Spelling Variations: 
Hartwig (Straub)
Гартвигъ (Straub)
Hardwig (Straub)
Settled in the Following Colonies: 
Discussion & Documentation: 

Philipp Hartwig, a farmer, and his family arrived from Lübeck at the port of Oranienbaum on 4 July 1766 aboard the ship Der Junge Heinrich under the command of Skipper Heinrich Niemann.

They settled in the Volga German colony of Straub on 12 July 1767. Philipp Hartwig, a farmer, his wife Anna Elisabeth, and children (Johann Philipp, age 16; Johannes, age 10; Anna Dorothea, age 3-months) are recorded on the 1767 census of Straub in Household No. 34.

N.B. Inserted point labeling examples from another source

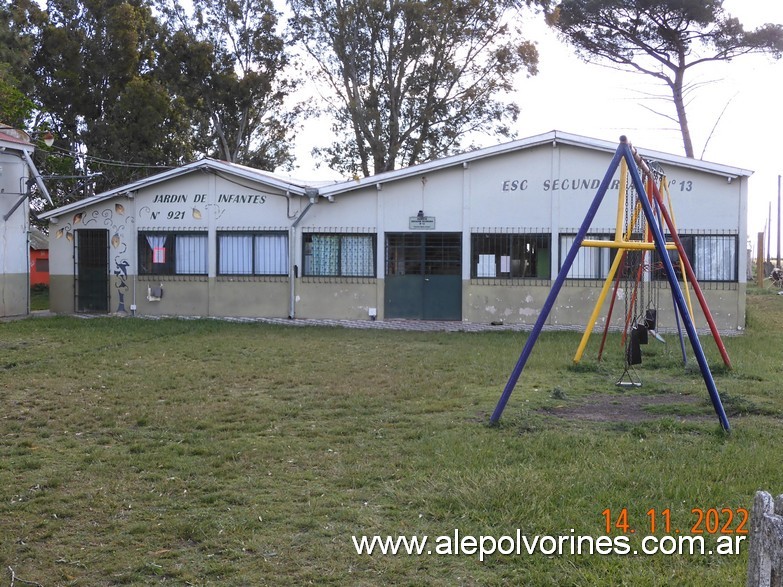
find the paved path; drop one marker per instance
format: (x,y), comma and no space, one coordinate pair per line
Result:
(393,324)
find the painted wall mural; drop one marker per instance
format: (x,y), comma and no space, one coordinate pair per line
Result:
(114,219)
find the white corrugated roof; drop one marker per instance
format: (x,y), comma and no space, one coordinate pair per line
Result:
(554,137)
(297,187)
(207,164)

The descendants of Philipp Hartwig (junior) are recorded on the 1798 census of Warenburg in Households No. Wr031 & Wr035.

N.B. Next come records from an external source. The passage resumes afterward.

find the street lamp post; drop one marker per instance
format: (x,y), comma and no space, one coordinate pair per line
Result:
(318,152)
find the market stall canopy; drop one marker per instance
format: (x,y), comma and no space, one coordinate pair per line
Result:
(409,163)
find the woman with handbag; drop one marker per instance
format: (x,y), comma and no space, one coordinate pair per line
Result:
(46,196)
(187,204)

Johannes Hartwig and his sons (Philipp Heinrich, age 3; Johannes, age 3-months) are recorded on the 1811 census of Straub in Household No. 8 along with a note that they relocated to the colony of Neu-Straub [year not recorded].

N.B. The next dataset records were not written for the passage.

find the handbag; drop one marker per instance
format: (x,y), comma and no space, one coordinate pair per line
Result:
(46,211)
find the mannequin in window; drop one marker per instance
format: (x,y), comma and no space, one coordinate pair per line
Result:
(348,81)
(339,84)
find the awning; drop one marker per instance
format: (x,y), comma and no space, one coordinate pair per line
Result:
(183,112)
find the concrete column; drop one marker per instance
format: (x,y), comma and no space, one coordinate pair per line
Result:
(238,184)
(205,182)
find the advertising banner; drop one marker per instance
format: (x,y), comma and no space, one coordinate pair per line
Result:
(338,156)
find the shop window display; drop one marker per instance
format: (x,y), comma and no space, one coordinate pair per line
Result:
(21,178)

Johannes Hartwig and his family are recorded on the 1834 census of Neu-Straub in Household No. 1.

The 1767 census records that Philipp Hartwig came from the German village of Nauheim in the region of Nassau-Usingen.

Sources: 

- 1811 Straub Census (Household No. 6).
- 1834 Neu-Straub Census (Household No. 1).
- Mai, Brent Alan. 1798 Census of the German Colonies along the Volga: Economy, Population, and Agriculture (Lincoln, NE: American Historical Society of Germans from Russia, 1999): Sr08, Wr031, Wr035.
- Pleve, Igor. Einwanderung in das Wolgagebiet, 1764-1767 Band 4 (Göttingen: Der Göttinger Arbeitskreis, 2008): 237.
- Pleve, Igor. Lists of Colonists to Russia in 1766: Reports by Ivan Kulberg (Saratov: Saratov State Technical University, 2010): #2094.